Announced earlier this week, the Steam version of Resident Evil 4 is atonement for the god-awful Windows port released in 2007. Capcom’s released some comparison shots showing off how much better the game looks when the textures don’t look like they were painted with mud.
According to a post on Capcom’s Unity blog, the SD textures will still be in place when the Steam version of one of the best Resident Evil games drops on February 28, giving players the ability to switch between them on the fly. I’m guessing that’s a feature that will only be used once for the novelty value, because ugh.
Oddly enough, some of the SD textures seem to feature a little more detail than the HD ones. Check out this fence, for instance. The SD version features all of these nifty little scuff marks, like something’s been scratching at the wood.
Here’s a couple full shots to give you a better idea of the difference.
Capcom also released a couple of shots showing the game running at 2560×1600 resolution, for those of you with ridiculous monitors.
Redemption. It’s so pretty.
Comments
10 responses to “Resident Evil 4 PC Looks So Much Better In HD”
Pretty sure the 3rd label is the wrong way around
That’s just it, it’s not. Putting hd diffuse textures in a game whilst not introducing more advanced shaders just makes a game that looks incredibly flat.
Yeahhh I’m kinda of getting that flat vibe a little here
Just crazy bump the shit out of that, and youre done!
I don’t see that much of a difference. I mean all they’re doing is swapping low-res textures with high-res ones… Is that tree even bump-mapped?
I’d rather play it on GameCube.
I like the Gamecube one the best. Controls work beautifully. Though HD PS3 version is pretty good too.
Grabbed it on Wii and found it really good. I was able to fully beat all the single stage mission things (whatever they were called) that I couldn’t on GCN.
I really wouldn’t call the ‘HD textures’ much of a selling point. It’s almost a decade old game with assets designed around a console that’s now two generations old. There might be subtle differences here and there that make it look cleaner overall, but nothing to write an article on. The fact that the FPS cap has been raised from 30 to 60 (for the first time) is much more important and will always make a game look substantially smoother.

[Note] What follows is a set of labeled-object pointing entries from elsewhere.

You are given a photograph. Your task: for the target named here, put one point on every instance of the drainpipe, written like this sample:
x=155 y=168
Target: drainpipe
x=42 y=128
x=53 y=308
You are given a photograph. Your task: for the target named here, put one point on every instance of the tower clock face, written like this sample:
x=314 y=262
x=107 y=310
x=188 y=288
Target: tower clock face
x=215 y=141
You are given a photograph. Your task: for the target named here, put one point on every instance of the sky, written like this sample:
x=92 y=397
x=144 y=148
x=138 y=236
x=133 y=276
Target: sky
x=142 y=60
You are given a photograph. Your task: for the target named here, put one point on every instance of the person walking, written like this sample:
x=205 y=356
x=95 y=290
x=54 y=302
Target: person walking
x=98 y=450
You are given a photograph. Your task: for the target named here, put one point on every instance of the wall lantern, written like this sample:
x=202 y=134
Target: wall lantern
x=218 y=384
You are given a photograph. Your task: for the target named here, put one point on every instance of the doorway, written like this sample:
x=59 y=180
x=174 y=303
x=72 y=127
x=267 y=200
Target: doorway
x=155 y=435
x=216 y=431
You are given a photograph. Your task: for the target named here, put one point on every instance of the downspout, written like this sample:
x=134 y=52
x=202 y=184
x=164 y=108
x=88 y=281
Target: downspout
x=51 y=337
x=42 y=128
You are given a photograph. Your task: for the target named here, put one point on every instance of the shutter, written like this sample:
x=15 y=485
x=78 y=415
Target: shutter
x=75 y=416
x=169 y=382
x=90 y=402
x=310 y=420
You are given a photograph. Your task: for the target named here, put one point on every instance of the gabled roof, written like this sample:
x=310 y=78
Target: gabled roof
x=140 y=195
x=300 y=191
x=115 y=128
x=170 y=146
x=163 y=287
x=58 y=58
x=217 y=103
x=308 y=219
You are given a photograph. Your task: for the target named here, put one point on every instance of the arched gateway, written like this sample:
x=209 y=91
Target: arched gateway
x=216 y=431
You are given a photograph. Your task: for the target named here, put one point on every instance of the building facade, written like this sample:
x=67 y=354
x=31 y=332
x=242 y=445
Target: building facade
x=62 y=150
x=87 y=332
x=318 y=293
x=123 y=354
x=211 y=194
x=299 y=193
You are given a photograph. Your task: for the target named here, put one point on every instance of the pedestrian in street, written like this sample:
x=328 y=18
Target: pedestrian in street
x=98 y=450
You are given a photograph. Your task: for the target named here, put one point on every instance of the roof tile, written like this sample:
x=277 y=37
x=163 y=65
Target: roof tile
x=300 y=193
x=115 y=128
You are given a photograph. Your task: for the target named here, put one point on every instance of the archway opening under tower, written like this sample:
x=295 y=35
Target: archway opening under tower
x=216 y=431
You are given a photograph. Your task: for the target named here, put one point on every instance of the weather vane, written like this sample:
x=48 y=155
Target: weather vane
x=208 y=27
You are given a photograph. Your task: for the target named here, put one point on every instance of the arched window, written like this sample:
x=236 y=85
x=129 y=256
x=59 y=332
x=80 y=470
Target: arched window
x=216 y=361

The game will now also have proper widescreen support, not chunky black bars along the top and bottom of the screen. And although the Gamecube version was amazing back in it’s day, I’m sure that if you take everything from this newest edition and play it side by side against it’s 2005 release (even running on a HD TV with component cables), the differences should be fairly obvious. I know the original PC port should have been done this way to begin with, and I know all the upgrades don’t reinvent the game itself … but better is still better, and that’s exactly what this version is going to be.
Biggest waste of resources. It’s barely noticeable.